Nehmen wir mal ein einfaches Beispiel: Basteln. Ich bin nun nicht der Handwerker vor dem Herrn, aber manchmal muss man halt mal ran und eine Kleinigkeit reparieren. Es ist weithin bekannt, dass technische Vermögen, handwerkliches Geschick und die Fähigkeit, Dinge rein intuitiv und ohne Kenntnis der Materie in Betrieb zu nehmen und nach etwaigen Fehlversuchen zu reparieren, Gaben sind, die jedem ordentlichen Mann vom lieben Gott (männlich) in die Wiege gelegt werden.

Genau aus diesem Grund werden Gebrauchs- und Bedienungsanleitungen übrigens nur für Frauen geschrieben und im Deutschen folgerichtig mit einem weiblichen Artikel versehen.

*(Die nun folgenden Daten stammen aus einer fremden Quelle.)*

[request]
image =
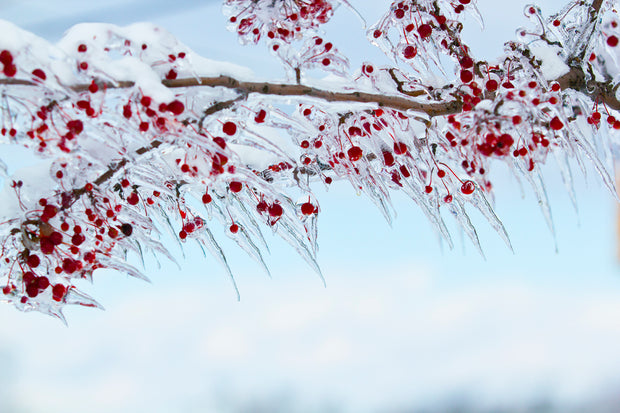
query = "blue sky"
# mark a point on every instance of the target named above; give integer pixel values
(403, 324)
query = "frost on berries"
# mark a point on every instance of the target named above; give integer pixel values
(133, 149)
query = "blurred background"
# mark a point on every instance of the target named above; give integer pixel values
(404, 324)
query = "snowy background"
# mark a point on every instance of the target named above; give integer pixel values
(403, 324)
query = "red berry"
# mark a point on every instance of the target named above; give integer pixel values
(355, 153)
(39, 73)
(400, 148)
(466, 76)
(467, 62)
(10, 70)
(307, 208)
(236, 186)
(6, 58)
(556, 123)
(410, 52)
(33, 261)
(388, 158)
(175, 107)
(468, 187)
(58, 292)
(425, 30)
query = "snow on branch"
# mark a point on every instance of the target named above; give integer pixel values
(144, 140)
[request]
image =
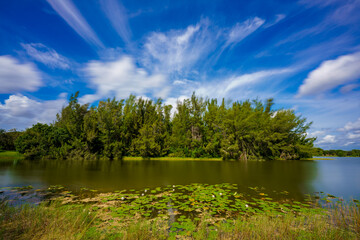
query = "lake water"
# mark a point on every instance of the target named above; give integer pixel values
(339, 176)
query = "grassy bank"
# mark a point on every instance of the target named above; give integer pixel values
(171, 159)
(180, 212)
(78, 222)
(6, 156)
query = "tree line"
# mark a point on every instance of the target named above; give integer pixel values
(336, 153)
(142, 127)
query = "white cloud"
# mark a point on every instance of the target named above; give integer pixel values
(350, 126)
(45, 55)
(278, 18)
(330, 74)
(241, 30)
(349, 88)
(116, 13)
(15, 76)
(68, 11)
(20, 112)
(121, 78)
(316, 133)
(348, 143)
(241, 83)
(327, 139)
(353, 135)
(253, 78)
(178, 50)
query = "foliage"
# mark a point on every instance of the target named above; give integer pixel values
(337, 153)
(196, 211)
(7, 139)
(198, 128)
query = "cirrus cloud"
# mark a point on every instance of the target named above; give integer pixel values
(20, 111)
(16, 76)
(331, 74)
(120, 78)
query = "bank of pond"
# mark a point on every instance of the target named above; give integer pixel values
(195, 211)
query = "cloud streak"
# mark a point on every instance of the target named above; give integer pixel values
(116, 13)
(16, 76)
(72, 16)
(20, 112)
(241, 30)
(121, 78)
(178, 50)
(46, 56)
(331, 74)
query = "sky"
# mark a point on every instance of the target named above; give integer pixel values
(305, 54)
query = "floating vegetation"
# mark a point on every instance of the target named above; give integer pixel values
(199, 211)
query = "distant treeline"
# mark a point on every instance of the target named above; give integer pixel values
(141, 127)
(336, 153)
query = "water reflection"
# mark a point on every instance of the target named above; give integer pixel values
(296, 177)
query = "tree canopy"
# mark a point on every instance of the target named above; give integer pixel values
(198, 127)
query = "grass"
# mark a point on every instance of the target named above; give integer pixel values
(196, 211)
(54, 221)
(78, 222)
(311, 159)
(6, 156)
(171, 159)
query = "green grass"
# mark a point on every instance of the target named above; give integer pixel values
(171, 159)
(6, 156)
(196, 211)
(80, 222)
(311, 159)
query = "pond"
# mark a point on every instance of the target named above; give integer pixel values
(338, 176)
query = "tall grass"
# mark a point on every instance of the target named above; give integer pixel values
(44, 222)
(56, 221)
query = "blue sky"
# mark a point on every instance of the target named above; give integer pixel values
(305, 54)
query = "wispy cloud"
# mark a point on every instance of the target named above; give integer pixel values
(121, 78)
(72, 16)
(241, 30)
(278, 18)
(19, 111)
(327, 139)
(116, 13)
(230, 87)
(331, 74)
(16, 76)
(178, 50)
(351, 126)
(46, 55)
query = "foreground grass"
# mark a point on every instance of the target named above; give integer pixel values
(171, 159)
(79, 222)
(6, 156)
(196, 211)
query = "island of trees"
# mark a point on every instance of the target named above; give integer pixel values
(198, 127)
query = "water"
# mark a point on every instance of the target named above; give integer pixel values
(339, 176)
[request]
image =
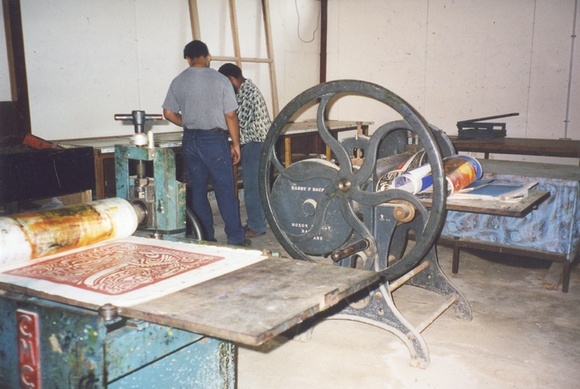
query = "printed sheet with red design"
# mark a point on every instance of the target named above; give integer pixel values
(127, 271)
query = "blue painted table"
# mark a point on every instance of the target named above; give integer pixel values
(550, 232)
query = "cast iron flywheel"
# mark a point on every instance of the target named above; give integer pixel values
(319, 208)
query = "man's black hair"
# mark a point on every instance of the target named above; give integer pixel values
(230, 70)
(195, 49)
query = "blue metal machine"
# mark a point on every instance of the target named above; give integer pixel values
(48, 340)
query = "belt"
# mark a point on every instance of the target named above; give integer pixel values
(218, 130)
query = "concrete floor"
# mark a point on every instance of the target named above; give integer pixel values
(521, 336)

Übertroffen wird dieses unser Geschick eigentlich nur noch von unserem Talent, uns grundsätzlich nie zu verfahren und daher auch nie nach dem Weg zu fragen. Wie wir Männer so sind halt. Das Prinzip ist ein universelles und gilt daher uneingeschränkt auch hier bei uns auf der Grünen Insel.

Mann repariert nach Gefühl

Nun ist es so, dass selbst dem größten Genie mal ein Fehler unterläuft. Da kommen wir dann zur sogenannten Lernfähigkeit. Nehmen wir also mal an, ich reparierte ein Türschloss. Schraubenzieher und Hammer trage ich eigentlich immer am Mann, was braucht man mehr?

In diesem ganz speziellen Fall schaffe ich es also, das Türschloss mit ein wenig schrauben und ein paar energischen Hammerschlägen – ein bisschen Spaß muss schließlich sein – zu demontieren und widme mich dem Defekt an sich. Nach ein wenig Analyse und am Kopf Gekratze ist Problem schließlich erkannt, mit ein paar energischen Hammerschlägen auch schnell behoben. So weit läuft also alles ganz so, wie Mann es erwarten kann.

Was nun folgt, ist der ungleich schwierigere Teil: Zusammen- und Einbau. Unter (männlichen) Schlossern und Bastlern gilt es als Ehrensache, dass man Klein- und Ersatzteile nicht etwa systematisch ablegt, sondern immer genau da, wo man gerade steht oder kniet.

Gerade bei eher profanen Reparaturen, greifen wir exemplarisch einfach mal Türschlösser, Autogetriebe, mechanischen Uhren und Interkontinentalraketen heraus, besteht die eigentlich Herausforderung für den Bastler darin, die überall verstreut liegenden Bauteile zu finden und dem richtigen Modul zuzuweisen. Besonders Kleinteile haben bekanntlich die Tendenz, sich spontan in Luft aufzulösen.

Mann improvisiert

Um auf unser willkürlich gewähltes Beispiel zurück zu kommen: Nach einer halben Stunde basteln, ist der Stift für die Türklinke mit an Sicherheit grenzender Wahrscheinlichkeit weg. Erfahrene Ehefrauen wissen sicher, wovon ich spreche. Mann muss sich in so einer Situation also was einfallen lassen. Es gibt dafür eine sehr männliche Vokabel, sie heißt “workaround”.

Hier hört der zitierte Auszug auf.